What Is Eta Squared in ANOVA? Effect Size Explained

Eta squared (η²) is a measure of effect size used in ANOVA that tells you what proportion of the total variance in your data is explained by a particular independent variable. While a p-value tells you whether group differences are statistically significant, eta squared tells you how large those differences actually are, on a scale from 0 to 1. A value of 0 means the independent variable explains none of the variance, and a value of 1 means it explains all of it.

How Eta Squared Is Calculated

The formula is straightforward: divide the sum of squares between groups by the total sum of squares.

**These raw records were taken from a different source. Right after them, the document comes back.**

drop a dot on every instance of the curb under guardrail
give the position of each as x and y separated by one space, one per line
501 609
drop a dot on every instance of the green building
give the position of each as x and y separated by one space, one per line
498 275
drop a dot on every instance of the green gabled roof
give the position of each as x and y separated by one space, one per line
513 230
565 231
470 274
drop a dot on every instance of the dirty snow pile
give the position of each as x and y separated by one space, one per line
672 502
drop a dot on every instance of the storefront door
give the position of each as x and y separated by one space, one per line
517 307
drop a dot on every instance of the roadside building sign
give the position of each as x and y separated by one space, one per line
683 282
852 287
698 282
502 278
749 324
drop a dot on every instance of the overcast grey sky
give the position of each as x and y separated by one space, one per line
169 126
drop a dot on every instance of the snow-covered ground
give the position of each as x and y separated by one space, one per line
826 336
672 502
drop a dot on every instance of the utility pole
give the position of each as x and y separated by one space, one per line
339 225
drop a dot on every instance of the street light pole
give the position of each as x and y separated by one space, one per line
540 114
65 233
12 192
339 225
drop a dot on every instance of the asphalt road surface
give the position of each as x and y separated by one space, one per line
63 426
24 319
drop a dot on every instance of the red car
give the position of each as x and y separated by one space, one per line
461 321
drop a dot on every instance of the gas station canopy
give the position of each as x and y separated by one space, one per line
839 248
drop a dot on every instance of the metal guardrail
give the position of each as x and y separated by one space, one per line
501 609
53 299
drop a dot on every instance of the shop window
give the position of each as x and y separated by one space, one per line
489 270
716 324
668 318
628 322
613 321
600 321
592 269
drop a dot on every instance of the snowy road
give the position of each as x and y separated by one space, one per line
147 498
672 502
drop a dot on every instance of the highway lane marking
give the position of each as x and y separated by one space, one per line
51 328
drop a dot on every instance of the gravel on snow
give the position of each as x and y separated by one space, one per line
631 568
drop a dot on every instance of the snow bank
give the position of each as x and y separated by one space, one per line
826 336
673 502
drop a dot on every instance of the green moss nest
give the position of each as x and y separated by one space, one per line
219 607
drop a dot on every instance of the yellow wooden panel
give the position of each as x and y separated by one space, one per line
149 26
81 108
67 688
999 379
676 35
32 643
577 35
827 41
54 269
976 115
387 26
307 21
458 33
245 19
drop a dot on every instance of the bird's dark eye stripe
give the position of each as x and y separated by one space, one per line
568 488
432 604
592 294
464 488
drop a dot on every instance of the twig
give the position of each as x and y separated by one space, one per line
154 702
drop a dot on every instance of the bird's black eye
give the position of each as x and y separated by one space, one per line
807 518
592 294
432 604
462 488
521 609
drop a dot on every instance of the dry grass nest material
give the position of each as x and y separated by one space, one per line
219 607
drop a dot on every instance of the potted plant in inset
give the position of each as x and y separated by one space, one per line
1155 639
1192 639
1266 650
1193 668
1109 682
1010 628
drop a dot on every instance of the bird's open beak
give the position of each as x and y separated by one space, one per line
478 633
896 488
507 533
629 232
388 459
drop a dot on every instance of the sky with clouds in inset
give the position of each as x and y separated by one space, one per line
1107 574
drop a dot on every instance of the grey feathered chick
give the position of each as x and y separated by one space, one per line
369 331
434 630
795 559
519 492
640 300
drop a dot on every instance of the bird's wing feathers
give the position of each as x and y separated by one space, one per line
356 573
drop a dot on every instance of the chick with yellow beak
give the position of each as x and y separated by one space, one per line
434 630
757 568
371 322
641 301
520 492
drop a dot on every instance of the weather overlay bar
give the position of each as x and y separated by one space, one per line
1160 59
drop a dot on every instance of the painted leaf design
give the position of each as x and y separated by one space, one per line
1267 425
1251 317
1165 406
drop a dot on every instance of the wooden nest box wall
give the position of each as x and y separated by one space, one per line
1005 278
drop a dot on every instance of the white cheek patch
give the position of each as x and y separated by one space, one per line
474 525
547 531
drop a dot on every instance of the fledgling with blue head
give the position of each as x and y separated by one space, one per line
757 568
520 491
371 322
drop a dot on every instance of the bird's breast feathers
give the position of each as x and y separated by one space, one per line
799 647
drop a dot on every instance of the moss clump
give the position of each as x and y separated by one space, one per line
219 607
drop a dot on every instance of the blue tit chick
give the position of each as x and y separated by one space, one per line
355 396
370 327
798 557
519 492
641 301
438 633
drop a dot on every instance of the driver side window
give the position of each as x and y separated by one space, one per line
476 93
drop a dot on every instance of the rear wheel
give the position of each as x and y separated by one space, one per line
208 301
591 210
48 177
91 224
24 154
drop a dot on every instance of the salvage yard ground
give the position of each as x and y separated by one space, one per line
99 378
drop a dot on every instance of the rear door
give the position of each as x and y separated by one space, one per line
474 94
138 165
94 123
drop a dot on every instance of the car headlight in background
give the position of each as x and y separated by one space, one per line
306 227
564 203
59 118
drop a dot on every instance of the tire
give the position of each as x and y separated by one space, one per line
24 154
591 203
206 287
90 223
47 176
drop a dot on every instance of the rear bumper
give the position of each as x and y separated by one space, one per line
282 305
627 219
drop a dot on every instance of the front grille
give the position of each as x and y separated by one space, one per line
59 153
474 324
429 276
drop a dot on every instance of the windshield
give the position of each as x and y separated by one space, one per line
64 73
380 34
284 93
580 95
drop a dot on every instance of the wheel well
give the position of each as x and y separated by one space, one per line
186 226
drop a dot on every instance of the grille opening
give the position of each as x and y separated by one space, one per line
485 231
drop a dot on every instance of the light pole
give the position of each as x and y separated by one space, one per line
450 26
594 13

η² = SS_between / SS_total

The sum of squares between groups captures how much the group means differ from the overall mean. The total sum of squares captures all the variability in your dependent variable. So the ratio tells you what fraction of the total variability is accounted for by group membership. If you run a one-way ANOVA comparing test scores across three teaching methods, and η² = 0.12, that means 12% of the variation in test scores is associated with which teaching method students received.

Interpreting Small, Medium, and Large Effects

Cohen’s widely used benchmarks for eta squared are:

  • 0.01: small effect
  • 0.06: medium effect
  • 0.14: large effect

These are general guidelines, not rigid cutoffs. A “small” effect in one field might be practically meaningful in another. In educational research, for example, even modest effect sizes can represent real differences in student outcomes when scaled across thousands of learners. The benchmarks are most useful as a rough frame of reference when you have no domain-specific standards to compare against.

How It Relates to R-Squared

If you’re familiar with regression, eta squared is conceptually similar to R². Both describe the proportion of variance in the dependent variable that’s explained by the independent variable(s). In a simple one-way ANOVA with a single factor, eta squared and R² from the equivalent regression model will give you the same value. This makes eta squared intuitive for anyone already comfortable reading R² as “percent of variance explained.”

Eta Squared vs. Partial Eta Squared

In a one-way ANOVA with a single independent variable, eta squared and partial eta squared produce identical results. The distinction matters once you move to factorial designs with two or more independent variables.

Standard eta squared always divides by the total sum of squares, which includes variance from every factor and interaction in the model. Partial eta squared removes the variance attributed to other factors and interactions before calculating the ratio, isolating the effect of just one variable relative to that variable’s effect plus error. This means partial eta squared for a given factor will always be equal to or larger than its eta squared in a multi-factor design.

Partial eta squared has become the dominant measure in published research. It’s the default output in most statistical software, including SPSS. If you’re reading a paper that reports effect sizes from a factorial ANOVA, you’re almost certainly looking at partial eta squared, even if the authors aren’t explicit about it.

The Bias Problem

Eta squared has a known positive bias, meaning it tends to overestimate the true effect size in the population. The formula divides one unbiased estimate (sum of squares between) by another (total sum of squares), but the ratio of two unbiased estimates is not itself unbiased. The result is that your calculated η² will, on average, be slightly larger than the real population value.

This bias is most pronounced with small sample sizes and shrinks as your sample grows. The sampling distribution of eta squared is also right-skewed, which means occasional samples can produce noticeably inflated values. If you’re working with small groups (say, 10 to 20 participants per condition), the overestimation can be substantial enough to matter.

Omega Squared as an Alternative

Omega squared (ω²) was developed specifically to correct for the upward bias in eta squared. It applies a correction factor that adjusts for sample size, producing a less biased estimate of the population effect size. Despite being widely recommended in statistics textbooks, omega squared is reported far less often than eta squared in practice. Part of the reason is that many software packages don’t calculate it automatically, and clear guidance on computing it across different ANOVA designs has historically been lacking.

If you’re deciding which to report, omega squared is the more conservative and technically more accurate choice, especially with smaller samples. For large samples, the two measures converge and the practical difference becomes negligible.

Reporting Eta Squared

Under APA style, Greek letters like η are written in standard (non-italic) type, unlike Latin statistical symbols such as F or p, which are italicized. A typical write-up might look like: F(2, 87) = 5.41, p = .006, η² = .11. This tells the reader that 11% of the variance in the outcome was associated with group membership, giving context that the p-value alone cannot provide.

Including an effect size measure alongside your significance test is now expected in most social science, education, and health research journals. A statistically significant result with a tiny effect size means something very different from one with a large effect size, and eta squared makes that distinction visible at a glance.